Front panel switches - what did they do?
turing at shaw.ca
Tue May 24 13:13:01 CDT 2016
The IBM 1800 was a much simpler machine than the IBM 360/370, yet it had a pretty complex front panel -
... since not all of the registers could be displayed at the same time .
----- Original Message -----
From: "Paul Berger" <phb.hfx at gmail.com>
To: cctalk at classiccmp.org
Sent: Tuesday, May 24, 2016 10:18:45 AM
Subject: Re: Front panel switches - what did they do?

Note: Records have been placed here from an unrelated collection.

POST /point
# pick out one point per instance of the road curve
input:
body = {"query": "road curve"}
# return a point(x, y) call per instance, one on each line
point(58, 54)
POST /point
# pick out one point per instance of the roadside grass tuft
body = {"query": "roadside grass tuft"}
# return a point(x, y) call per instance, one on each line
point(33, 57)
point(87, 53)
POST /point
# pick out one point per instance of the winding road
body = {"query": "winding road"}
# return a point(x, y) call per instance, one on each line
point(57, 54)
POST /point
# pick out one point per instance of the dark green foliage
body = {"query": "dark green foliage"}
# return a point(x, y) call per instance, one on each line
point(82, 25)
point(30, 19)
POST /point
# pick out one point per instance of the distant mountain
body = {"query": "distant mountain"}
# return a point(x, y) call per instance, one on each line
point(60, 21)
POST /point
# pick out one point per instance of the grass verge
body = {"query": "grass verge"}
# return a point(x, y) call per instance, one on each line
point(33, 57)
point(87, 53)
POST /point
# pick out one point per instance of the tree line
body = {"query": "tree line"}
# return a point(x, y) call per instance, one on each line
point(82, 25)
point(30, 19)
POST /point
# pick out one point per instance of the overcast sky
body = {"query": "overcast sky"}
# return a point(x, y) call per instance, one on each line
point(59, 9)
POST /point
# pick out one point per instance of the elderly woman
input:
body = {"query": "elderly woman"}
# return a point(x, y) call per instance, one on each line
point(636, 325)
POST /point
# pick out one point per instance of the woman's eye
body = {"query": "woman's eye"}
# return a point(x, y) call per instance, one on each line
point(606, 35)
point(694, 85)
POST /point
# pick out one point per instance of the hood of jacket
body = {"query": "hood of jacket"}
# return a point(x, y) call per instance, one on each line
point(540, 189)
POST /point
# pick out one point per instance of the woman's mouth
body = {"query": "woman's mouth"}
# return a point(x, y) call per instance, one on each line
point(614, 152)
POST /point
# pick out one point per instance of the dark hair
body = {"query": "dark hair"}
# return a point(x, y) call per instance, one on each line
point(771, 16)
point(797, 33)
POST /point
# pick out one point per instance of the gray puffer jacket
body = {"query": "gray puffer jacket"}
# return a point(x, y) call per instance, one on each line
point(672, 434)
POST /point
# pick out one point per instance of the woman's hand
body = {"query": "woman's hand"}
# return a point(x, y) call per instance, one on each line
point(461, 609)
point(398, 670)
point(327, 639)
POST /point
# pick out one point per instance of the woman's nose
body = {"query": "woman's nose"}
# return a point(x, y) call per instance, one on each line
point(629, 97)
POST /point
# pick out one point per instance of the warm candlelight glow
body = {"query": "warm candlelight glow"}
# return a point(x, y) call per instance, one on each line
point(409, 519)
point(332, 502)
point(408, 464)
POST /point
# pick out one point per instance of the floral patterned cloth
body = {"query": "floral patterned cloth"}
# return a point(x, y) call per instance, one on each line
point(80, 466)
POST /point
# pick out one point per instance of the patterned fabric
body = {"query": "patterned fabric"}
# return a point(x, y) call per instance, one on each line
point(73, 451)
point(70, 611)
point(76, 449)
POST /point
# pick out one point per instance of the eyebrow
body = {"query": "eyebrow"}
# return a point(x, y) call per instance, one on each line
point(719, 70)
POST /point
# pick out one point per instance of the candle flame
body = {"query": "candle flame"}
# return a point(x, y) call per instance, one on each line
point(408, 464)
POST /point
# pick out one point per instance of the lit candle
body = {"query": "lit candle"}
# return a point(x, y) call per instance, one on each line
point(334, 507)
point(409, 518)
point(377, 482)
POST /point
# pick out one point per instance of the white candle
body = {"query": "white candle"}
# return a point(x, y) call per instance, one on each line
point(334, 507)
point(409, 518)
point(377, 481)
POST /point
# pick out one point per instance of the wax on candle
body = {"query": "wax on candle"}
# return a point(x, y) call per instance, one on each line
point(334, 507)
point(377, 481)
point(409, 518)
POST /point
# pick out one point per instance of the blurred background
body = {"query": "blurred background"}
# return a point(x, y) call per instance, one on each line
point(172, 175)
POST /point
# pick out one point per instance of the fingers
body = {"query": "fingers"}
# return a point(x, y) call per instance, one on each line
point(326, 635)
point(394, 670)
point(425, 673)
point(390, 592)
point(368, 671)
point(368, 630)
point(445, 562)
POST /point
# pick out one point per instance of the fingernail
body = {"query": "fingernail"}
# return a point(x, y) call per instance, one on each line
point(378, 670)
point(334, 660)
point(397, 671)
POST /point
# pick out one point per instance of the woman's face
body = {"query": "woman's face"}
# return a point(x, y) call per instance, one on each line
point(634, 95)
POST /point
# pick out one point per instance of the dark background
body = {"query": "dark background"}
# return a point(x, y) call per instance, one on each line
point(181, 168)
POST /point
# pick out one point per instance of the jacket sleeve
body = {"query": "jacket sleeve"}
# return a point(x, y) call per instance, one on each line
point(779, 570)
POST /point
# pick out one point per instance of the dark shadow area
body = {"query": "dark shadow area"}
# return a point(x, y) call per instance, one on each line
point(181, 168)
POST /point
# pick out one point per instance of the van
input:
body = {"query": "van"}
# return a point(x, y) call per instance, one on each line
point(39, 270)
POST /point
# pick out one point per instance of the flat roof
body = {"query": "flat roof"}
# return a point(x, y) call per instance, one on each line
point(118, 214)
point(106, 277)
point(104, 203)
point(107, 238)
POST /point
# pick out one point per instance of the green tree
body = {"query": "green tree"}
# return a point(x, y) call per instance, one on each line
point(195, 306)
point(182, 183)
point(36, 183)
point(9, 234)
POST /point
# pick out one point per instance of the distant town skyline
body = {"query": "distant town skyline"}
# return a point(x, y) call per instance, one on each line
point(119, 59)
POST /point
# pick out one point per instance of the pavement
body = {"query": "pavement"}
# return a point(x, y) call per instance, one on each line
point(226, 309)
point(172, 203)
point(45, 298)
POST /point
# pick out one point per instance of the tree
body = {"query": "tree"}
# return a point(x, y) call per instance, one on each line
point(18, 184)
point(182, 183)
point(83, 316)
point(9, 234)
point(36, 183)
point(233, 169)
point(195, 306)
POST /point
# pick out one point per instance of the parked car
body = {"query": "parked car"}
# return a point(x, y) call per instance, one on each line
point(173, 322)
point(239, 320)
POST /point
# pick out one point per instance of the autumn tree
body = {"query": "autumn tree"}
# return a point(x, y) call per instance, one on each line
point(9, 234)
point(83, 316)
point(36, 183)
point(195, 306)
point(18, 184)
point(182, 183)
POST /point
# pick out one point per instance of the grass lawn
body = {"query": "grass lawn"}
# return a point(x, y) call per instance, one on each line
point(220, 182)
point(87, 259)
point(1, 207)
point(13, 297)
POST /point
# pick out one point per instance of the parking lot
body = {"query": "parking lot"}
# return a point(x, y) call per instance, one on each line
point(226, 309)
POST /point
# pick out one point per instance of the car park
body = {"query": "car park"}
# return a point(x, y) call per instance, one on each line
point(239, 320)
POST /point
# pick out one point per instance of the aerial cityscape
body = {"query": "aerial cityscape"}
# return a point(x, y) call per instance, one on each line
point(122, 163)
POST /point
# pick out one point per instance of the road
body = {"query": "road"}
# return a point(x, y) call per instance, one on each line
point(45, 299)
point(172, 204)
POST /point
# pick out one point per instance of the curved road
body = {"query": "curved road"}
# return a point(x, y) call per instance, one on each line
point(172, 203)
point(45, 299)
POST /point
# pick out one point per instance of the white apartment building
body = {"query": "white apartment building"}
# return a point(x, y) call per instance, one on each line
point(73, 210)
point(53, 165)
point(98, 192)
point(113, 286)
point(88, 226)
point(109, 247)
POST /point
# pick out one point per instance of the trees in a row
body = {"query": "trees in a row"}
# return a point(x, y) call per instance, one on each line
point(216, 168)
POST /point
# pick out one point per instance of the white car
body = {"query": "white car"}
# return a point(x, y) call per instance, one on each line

On 2016-05-24 1:54 PM, Swift Griggs wrote:
> On Tue, 24 May 2016, Charles Anthony wrote:
>> Honeywell 6180 display panels:
> Holy rocker switch, Batman! Is that all for one machine? That looks like a
> man-machine interface to run a nuclear power plant or something. FOUR
> panels. The black panel looks uber-cool. That definitely looks like
> something from a 60's or 70's James bond film. There needs to be a villain
> about ready to launch a missile standing next to one.
> Oh and here is a replica of an Apollo launch computer with a component LED
> display like I was mentioning:
> ... probably too expensive to embed in a computer system, but still hard
> to beat for geek aesthetics.
The most impressive one I ever saw was when I was in technician school
we had a tour of the underground in North Bay Ont. where we saw what was
probably the last running AN/FSQ-7, the operator panel was very impressive.
Some of the early 370 systems that still had blinkenlights only had one
or two rows and rotary switchs selected what you where viewing.
Attached to the switch there was a cylinder behind the panel that showed
a legend of what the lights meant for the selected location. The also
had hex dials on the panel for data input.